Entre rolos que eram transportados de bicicleta pelo Seu Brás do Santa Maria ao Casablanca, complexa operação que faziam os filmes ser simultâneos, isto é, eram exibidos em dois lugares diferentes e em horários distintos, os cinemas começavam às 14h, com sessão às 16h e às 18h. Havia quem, naturalmente, ficasse da primeira à última. No Santa Maria, com filmes mais populares, os garotos aproveitavam para se esconder e, sem nenhum olho inconveniente à vista, se masturbavam. Seria um prenúncio de que, anos depois, esses espaços se tornariam cinemas pornográficos?
Para Carlos Brandão, que gostava do Cine Teatro Goiânia, a resposta é sim. “A molecada, que tinha uma gangue do Setor Sul da qual eu fazia parte, gostava do Goiânia. A gente assistia às sessões das duas, das quatro e das seis. Depois da última, se você perguntasse para qual filme passou e qual era a história, a gente não sabia. A gente ia mesmo pra fritar. Gostava de lá, gostava muito. Igual se vai ao shopping hoje, se ia ao cinema”, diz Brandão, um dos nomes mais importantes da cultura goiana.

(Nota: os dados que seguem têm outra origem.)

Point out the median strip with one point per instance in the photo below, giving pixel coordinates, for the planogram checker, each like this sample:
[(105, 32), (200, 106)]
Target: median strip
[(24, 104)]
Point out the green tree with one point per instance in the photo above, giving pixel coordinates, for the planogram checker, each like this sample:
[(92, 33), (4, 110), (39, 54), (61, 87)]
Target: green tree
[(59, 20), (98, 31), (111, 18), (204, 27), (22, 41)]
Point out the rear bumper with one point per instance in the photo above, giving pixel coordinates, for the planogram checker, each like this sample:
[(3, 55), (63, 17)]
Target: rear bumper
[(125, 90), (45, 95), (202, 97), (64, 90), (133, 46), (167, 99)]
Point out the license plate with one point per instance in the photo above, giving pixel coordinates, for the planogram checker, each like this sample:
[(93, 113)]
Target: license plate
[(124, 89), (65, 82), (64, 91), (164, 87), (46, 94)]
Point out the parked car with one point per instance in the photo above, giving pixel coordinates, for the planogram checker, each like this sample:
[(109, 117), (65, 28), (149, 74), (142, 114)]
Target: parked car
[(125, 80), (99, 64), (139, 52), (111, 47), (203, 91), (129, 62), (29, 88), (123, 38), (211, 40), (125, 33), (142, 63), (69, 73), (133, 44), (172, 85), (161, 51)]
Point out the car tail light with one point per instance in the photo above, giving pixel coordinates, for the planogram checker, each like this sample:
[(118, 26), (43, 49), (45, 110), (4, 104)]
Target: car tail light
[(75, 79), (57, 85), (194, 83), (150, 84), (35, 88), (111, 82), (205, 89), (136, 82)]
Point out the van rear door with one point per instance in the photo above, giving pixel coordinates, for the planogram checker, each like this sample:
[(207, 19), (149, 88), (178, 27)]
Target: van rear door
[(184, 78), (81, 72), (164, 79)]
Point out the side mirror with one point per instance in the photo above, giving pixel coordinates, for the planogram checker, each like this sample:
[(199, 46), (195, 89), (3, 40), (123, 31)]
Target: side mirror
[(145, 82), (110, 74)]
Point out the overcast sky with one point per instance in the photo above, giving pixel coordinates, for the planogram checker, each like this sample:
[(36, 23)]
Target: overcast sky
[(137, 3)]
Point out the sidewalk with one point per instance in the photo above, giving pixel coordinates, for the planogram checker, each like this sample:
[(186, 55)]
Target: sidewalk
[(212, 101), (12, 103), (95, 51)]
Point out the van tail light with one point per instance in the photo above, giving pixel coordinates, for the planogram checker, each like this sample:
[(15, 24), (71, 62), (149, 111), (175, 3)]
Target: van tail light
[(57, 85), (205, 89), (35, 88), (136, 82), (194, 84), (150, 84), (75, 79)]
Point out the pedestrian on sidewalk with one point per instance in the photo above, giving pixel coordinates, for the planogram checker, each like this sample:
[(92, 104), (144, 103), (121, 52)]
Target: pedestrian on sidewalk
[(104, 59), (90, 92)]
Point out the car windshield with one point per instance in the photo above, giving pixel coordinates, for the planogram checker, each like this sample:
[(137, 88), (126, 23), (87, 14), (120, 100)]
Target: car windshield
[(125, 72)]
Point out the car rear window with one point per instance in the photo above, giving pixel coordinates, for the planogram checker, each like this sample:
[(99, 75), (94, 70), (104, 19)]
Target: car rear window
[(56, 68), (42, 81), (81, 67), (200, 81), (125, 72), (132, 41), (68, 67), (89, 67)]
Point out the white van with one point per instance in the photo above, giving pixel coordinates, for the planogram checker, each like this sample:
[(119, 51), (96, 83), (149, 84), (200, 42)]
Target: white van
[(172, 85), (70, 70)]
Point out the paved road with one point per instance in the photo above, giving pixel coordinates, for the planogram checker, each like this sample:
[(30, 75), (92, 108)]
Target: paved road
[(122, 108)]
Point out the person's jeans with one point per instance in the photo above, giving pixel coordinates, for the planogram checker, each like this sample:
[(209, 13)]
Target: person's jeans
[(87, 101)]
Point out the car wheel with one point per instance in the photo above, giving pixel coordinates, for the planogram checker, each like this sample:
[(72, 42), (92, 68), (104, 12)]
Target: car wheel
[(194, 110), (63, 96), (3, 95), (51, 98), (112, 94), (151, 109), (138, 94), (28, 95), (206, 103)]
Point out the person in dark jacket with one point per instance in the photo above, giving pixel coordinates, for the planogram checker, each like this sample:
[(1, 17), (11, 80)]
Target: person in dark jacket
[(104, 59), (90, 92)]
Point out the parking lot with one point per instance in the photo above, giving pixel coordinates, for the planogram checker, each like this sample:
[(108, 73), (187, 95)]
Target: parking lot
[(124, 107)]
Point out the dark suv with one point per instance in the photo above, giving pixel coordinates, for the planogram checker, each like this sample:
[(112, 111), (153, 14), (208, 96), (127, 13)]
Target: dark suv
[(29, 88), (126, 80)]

Sobrevivente da pandemia, Cine Ritz enfrenta barra pesada
Único cinema de rua da capital, o Cine Ritz enfrentou uma barra: atravessou a pandemia, endividou-se, sentiu o amargor de quase ter as portas abaixadas em definitivo. No entanto, se provou valente e, hoje, o Ritz aposta nos blockbusters em detrimento às produções autorais. Mas em 2018, com uma saúde financeira melhor, possibilitou-se a exibição de “O Último Tango”, dos cineastas Pedro Diogenes, Luiz Pretti e Ricardo Pretti. E agora, aliando grandes produções com outras autorais, viu-se descoberto e, além disso, frequentado por amantes do bom cinema de rua.
“Dos que ficaram passando filmes regulares, eu acho que o Ritz tá ficando por bravura mesmo, porque tudo agora é shopping: as pessoas parecem que têm medo de andar na rua. O Centro nunca foi revitalizado”, afirma o jornalista, poeta e produtor cultural Carlos Brandão, destacando que os prefeitos que passaram pela cidade não tiveram nenhum interesse em trazer restaurantes, bares e bons cinemas para o Centro. Enquanto não for revitalizado, as pessoas terão medo de ficar assistindo filme na região. Mas, com essa redescoberta da Rua do Lazer, tem muita gente indo ao Ritz.
Mesmo assim, a previsão a respeito das salas de projeção à moda velha se confirmaram. Para o crítico de cinema Fabrício Cordeiro, do Cine Cultura, a derrocada do cinema de rua acontece por uma razão que, segundo ele, é lógica. “Um shopping oferece várias opções de compra em um único lugar, então as pessoas podem planejar várias coisas de uma só vez, inclusive ir ao cinema”, analisa Cordeiro, em depoimento que saiu no artigo “Era Uma Vez Um Cinema: As Salas Que Deixaram Saudades”, publicado no site da Universidade Federal de Goiás (UFG), em 2010.
Segundo a arquiteta Thais Duarte Oliveira Julião, o cinema é um meio que tem potencial para promover uma experiência de sociabilidade única, reunindo a sociedade num encontro de lazer e contemplação. “Entretanto, além de jovens, o cinema também é bastante frequentado por adultos e crianças, desta forma, o edifício atenderá a esse público com conteúdos cinematográficos para cada faixa etária”, pontua a estudiosa, na pesquisa “Cinema Urbano”, disponível na biblioteca virtual da PUC-GO.